Upon finding that the tree was located on plaintiffs' property and that Mr. Gary entered plaintiffs' property without permission to remove the tree, the trial court had broad discretion to award plaintiffs damages incurred as a result of this trespass. A damage award in the amount of the fair market value of the removed tree was not an abuse of the trial court's broad discretion.
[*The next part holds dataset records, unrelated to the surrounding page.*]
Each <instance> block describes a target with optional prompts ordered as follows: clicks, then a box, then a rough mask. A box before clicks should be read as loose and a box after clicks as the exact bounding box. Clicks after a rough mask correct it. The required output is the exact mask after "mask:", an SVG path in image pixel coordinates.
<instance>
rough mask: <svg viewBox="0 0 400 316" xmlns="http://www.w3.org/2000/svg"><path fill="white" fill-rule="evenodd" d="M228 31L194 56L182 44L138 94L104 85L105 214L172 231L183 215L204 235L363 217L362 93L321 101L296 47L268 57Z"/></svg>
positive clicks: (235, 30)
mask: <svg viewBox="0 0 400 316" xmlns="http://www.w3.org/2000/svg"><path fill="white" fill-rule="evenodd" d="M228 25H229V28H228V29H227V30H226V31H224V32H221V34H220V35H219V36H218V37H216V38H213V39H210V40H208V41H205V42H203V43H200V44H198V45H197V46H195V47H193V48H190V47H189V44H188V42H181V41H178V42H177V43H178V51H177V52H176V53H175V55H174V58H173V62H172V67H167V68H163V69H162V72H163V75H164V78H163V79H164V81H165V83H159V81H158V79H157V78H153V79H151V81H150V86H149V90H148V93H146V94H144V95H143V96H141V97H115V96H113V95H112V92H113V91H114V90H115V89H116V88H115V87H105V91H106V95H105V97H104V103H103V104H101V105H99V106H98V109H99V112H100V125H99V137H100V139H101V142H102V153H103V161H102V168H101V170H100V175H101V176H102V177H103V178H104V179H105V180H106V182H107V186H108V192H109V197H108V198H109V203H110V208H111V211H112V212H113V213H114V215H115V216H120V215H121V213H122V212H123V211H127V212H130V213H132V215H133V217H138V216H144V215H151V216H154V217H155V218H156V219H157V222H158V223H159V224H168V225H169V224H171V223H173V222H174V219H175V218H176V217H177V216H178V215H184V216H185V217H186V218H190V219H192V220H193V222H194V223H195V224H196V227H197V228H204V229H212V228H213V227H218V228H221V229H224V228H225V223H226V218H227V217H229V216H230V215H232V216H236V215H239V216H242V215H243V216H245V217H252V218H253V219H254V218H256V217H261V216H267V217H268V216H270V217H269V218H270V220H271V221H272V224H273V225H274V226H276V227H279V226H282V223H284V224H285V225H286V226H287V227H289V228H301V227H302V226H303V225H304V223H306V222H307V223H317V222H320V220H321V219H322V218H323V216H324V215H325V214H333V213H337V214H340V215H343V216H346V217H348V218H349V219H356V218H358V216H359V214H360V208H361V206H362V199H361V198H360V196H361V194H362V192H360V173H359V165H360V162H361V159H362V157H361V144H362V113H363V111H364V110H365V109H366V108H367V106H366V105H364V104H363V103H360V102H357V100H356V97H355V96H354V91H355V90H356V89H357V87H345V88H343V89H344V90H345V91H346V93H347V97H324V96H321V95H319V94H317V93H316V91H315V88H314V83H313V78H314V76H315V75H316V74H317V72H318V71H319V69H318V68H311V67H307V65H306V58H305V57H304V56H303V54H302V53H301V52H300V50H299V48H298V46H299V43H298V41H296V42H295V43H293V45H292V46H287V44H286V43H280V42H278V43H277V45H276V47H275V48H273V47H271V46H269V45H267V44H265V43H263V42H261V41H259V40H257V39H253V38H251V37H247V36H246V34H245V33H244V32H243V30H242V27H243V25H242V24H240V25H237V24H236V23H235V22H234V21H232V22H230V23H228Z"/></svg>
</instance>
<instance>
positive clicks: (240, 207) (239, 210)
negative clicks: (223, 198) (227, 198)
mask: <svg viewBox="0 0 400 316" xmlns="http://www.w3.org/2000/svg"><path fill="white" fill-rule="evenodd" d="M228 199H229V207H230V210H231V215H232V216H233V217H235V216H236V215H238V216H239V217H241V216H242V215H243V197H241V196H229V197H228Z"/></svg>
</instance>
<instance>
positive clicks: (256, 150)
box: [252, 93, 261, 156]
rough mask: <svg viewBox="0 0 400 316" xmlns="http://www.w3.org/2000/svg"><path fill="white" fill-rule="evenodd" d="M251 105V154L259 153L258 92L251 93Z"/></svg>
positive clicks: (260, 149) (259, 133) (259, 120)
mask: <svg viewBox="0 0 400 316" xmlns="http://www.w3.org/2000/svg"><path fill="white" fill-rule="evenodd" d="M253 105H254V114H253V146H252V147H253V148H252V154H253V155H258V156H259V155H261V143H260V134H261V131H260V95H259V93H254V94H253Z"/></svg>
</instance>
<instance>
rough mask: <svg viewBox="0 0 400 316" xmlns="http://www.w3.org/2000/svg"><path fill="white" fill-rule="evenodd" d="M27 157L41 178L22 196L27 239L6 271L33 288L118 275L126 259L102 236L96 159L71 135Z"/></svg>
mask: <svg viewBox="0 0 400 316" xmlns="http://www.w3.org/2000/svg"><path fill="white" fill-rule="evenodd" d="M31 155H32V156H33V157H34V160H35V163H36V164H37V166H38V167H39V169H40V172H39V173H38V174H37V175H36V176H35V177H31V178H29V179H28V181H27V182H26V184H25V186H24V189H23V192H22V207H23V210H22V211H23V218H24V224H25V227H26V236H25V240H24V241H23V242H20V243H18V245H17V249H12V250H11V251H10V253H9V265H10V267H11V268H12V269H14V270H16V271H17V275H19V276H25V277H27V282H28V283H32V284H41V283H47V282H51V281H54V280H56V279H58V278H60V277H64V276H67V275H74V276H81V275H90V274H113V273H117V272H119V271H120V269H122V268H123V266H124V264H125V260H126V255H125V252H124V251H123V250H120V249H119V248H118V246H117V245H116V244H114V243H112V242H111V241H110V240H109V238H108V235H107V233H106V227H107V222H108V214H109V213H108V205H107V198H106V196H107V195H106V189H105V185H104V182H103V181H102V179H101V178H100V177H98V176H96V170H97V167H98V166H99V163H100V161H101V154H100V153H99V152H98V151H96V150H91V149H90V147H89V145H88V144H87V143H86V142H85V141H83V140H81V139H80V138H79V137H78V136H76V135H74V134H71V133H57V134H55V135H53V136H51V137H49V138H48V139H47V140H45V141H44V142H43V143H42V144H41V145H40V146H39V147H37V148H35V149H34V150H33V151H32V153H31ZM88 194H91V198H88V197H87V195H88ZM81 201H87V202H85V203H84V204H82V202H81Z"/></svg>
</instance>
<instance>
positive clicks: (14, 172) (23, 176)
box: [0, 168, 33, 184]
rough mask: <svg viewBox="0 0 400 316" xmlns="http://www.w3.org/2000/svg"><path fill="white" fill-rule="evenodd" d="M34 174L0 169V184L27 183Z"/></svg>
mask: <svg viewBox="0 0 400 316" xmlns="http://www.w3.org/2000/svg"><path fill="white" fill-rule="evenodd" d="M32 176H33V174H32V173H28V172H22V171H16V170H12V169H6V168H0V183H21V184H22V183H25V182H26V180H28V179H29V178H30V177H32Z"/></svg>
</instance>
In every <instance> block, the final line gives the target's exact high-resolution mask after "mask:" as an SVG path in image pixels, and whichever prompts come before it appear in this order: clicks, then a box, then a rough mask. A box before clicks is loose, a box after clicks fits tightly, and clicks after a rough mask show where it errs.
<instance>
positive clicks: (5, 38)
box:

This argument also lacks merit.
For the reasons set forth above, the answer to appeal is denied.
CONCLUSION
For the above and foregoing reasons, the August 21, 2012 judgment of the trial court is amended to include additional awards for stump removal, property restoration, and attorney's fees as follows:
IT IS ORDERED, ADJUDGED AND DECREED that there be judgment in favor of James Richmond Corley and Ednadeen Breaux Corley and against Leon Gary, Jr. and AIG Insurance Company in the amount of $1,775.00, representing the costs of removal of the tree stump and restoration of the property; and
IT IS FURTHER ORDERED, ADJUDGED AND DECREED that there be judgment in favor of James Richmod Corley and Ednadeen Breaux Corley and against Leon Gary, Jr. and AIG Insurance Company in the amount of $6,500.00 in attorney's fees pursuant to LSA-R.S. 3:4278.1(D).
In all other respects, the judgment is affirmed. Costs of this appeal are assessed one-half each to appellants, James Richmond Corley and Ednadeen Breaux Corley, and appellees, Leon Gary, Jr. and AIG Insurance Company.
JUDGMENT AMENDED, AND AFFIRMED AS AMENDED; RELIEF SOUGHT IN ANSWER TO APPEAL DENIED. JAMES RICHMOND CORLEY &
EDNADEEN BREAUX CORLEY
VERSUS
LEON GARY, JR. & ABC
INSURANCE COMPANY
2013 CA 1014
CRAIN, J., dissenting.
The majority awards attorney fees under Louisiana Revised Statute 3-.4278.1 (the tree piracy statute) even though they have correctly denied all other recovery under that statute. Section 4278.1 provides for attorney fees in addition to an award of treble damages when the good faith violator "fails to make payment under the requirements of this Section" within 30 days of notice and demand. La. R.S. 3:4278.1D (emphasis added). This statute is penal in nature and, therefore, must be strictly construed. Sullivan v. Wallace, 10-0388 (La. 11/30/10), 51 So. 3d 702.
Section 4278.1 requires a good faith violator to make a payment only if it is determined that he should have been aware his actions were without the consent or direction of the owner. La. R.S. 3:4278.1C. The majority correctly affirms the trial court's decision that the defendant does not fall into this category and is not liable for treble damages. A strict construction of Section 4278.1 compels the conclusion that since the defendant is not required to make a payment of treble damages under Section 4278.1, he cannot be considered to have "fail[ed] to make a payment under the requirements of this Section." Therefore, the attorney fees provision is inapplicable.
The plaintiffs' damages are limited to those arising under Louisiana Civil Code article 2315, which does not provide for attorney fees. Interpreting Section 4278.1 to provide for attorney fees in any case in which a tree is mistakenly cut or damaged, and just because the owner demanded payment under the tree piracy statute, has the effect of judicially creating an award of attorney fees under Article 2315. For these reasons, I respectfully dissent.